Bug 2178978

Summary: One monitor is down after OCP upgrade and doesn't recover
Product: [Red Hat Storage] Red Hat OpenShift Data Foundation Reporter: Filip Balák <fbalak>
Component: odf-operatorAssignee: Nitin Goyal <nigoyal>
Status: CLOSED NOTABUG QA Contact: Elad <ebenahar>
Severity: urgent Docs Contact:
Priority: unspecified    
Version: 4.8CC: muagarwa, ocs-bugs, odf-bz-bot, pbalogh, tnielsen
Target Milestone: ---Keywords: Regression
Target Release: ---   
Hardware: Unspecified   
OS: Unspecified   
Whiteboard:
Fixed In Version: Doc Type: If docs needed, set a value
Doc Text:
Story Points: ---
Clone Of: Environment:
Last Closed: 2023-03-30 16:41:46 UTC Type: Bug
Regression: --- Mount Type: ---
Documentation: --- CRM:
Verified Versions: Category: ---
oVirt Team: --- RHEL 7.3 requirements from Atomic Host:
Cloudforms Team: --- Target Upstream Version:
Embargoed:

Description Filip Balák 2023-03-16 10:45:30 UTC
Description of problem (please be detailed as possible and provide log
snippests):
After OCP upgrade one monitor is reported as down and it doesn't recover in time.
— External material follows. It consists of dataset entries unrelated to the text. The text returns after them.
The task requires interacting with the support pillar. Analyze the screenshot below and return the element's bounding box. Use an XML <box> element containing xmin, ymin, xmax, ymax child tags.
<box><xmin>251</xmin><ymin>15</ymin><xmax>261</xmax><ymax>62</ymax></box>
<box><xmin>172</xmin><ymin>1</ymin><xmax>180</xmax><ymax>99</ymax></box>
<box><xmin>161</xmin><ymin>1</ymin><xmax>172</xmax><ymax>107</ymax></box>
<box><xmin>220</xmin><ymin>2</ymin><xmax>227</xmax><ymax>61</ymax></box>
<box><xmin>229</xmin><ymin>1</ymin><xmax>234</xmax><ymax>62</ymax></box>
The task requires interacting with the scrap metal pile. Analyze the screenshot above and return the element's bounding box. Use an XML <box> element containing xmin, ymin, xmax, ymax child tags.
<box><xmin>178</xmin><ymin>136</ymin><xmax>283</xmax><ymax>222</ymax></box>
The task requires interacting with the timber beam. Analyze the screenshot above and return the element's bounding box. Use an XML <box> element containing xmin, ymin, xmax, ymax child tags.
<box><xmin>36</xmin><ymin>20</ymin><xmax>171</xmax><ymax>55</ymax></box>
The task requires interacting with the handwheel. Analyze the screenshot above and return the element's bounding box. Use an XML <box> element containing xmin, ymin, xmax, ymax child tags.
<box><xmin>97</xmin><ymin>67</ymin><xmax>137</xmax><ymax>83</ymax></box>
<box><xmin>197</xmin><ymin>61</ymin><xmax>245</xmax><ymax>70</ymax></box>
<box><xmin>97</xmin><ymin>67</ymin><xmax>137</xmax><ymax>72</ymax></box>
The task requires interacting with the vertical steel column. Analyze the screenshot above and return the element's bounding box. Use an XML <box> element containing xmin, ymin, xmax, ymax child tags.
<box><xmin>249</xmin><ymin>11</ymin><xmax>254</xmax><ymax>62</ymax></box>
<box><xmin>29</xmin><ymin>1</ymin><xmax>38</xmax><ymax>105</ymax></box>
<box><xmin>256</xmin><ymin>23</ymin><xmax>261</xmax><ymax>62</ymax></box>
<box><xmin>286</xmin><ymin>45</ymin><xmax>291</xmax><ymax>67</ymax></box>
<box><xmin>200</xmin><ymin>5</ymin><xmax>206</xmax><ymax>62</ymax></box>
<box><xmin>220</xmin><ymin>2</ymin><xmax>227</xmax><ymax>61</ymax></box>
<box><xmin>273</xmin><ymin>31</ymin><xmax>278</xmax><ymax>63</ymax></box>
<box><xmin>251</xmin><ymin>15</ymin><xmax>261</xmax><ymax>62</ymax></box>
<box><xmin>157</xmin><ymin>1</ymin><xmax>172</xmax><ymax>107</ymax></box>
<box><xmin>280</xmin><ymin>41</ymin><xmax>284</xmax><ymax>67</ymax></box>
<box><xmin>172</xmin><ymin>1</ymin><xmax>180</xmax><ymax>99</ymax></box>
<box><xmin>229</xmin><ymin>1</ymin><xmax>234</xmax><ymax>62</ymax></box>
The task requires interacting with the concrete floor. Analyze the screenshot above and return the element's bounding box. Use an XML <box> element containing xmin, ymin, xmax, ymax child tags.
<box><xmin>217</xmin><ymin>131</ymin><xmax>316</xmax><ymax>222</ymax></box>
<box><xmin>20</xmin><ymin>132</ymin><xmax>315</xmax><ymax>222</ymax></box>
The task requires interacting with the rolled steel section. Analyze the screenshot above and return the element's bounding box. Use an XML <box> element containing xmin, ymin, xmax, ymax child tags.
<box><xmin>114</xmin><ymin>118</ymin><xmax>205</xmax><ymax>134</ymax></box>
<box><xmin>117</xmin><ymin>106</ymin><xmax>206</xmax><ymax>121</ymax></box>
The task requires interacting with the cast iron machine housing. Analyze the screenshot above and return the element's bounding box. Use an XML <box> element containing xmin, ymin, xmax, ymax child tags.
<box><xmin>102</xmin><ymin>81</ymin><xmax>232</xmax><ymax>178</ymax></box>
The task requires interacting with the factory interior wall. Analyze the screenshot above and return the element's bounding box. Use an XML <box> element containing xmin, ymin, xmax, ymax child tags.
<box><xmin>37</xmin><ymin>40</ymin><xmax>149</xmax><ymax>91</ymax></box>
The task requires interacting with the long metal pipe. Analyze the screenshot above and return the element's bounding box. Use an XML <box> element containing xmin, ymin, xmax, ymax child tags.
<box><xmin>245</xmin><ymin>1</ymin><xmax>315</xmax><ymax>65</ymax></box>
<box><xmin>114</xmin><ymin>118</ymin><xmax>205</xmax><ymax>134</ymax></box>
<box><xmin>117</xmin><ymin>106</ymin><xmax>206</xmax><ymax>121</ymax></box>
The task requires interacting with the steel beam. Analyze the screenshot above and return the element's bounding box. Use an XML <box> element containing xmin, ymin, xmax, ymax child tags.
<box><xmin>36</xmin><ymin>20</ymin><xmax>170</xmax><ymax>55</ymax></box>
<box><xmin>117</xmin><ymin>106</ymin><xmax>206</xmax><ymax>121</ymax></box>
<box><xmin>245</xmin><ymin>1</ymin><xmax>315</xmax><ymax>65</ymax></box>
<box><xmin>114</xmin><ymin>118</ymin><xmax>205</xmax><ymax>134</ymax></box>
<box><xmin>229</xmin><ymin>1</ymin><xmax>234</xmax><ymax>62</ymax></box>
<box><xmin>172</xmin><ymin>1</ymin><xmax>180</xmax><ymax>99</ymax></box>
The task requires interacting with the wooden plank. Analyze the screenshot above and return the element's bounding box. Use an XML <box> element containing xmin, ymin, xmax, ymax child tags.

Version of all relevant components (if applicable):
OCS 4.8.18-2

Rate from 1 - 5 the complexity of the scenario you performed that caused this
bug (1 - very simple, 5 - very complex)?
2

Can this issue reproducible?
yes

Steps to Reproduce:
1. Prepare AWS IPI 3AZ RHCOS 3M 3W Cluster.
2. Perform OCP upgrade from OCP 4.8 to OCP 4.9.
3. Check ceph health.

Actual results:
Upgrade is done but a ceph monitor is down (Ceph cluster health is not OK. Health: HEALTH_WARN 1/3 mons down, quorum a,c).

Expected results:
Ceph should be healthy after upgrade.

Additional info:
Runs where this was observed:
https://ocs4-jenkins-csb-odf-qe.apps.ocp-c1.prod.psi.redhat.com/job/qe-deploy-ocs-cluster-prod/7177/#showFailuresLink
https://ocs4-jenkins-csb-odf-qe.apps.ocp-c1.prod.psi.redhat.com/job/qe-deploy-ocs-cluster-prod/7139/#showFailuresLink

Comment 1 Nitin Goyal 2023-03-16 11:41:00 UTC
Filip, Can you pls give us the working cluster, Above both clusters are gone.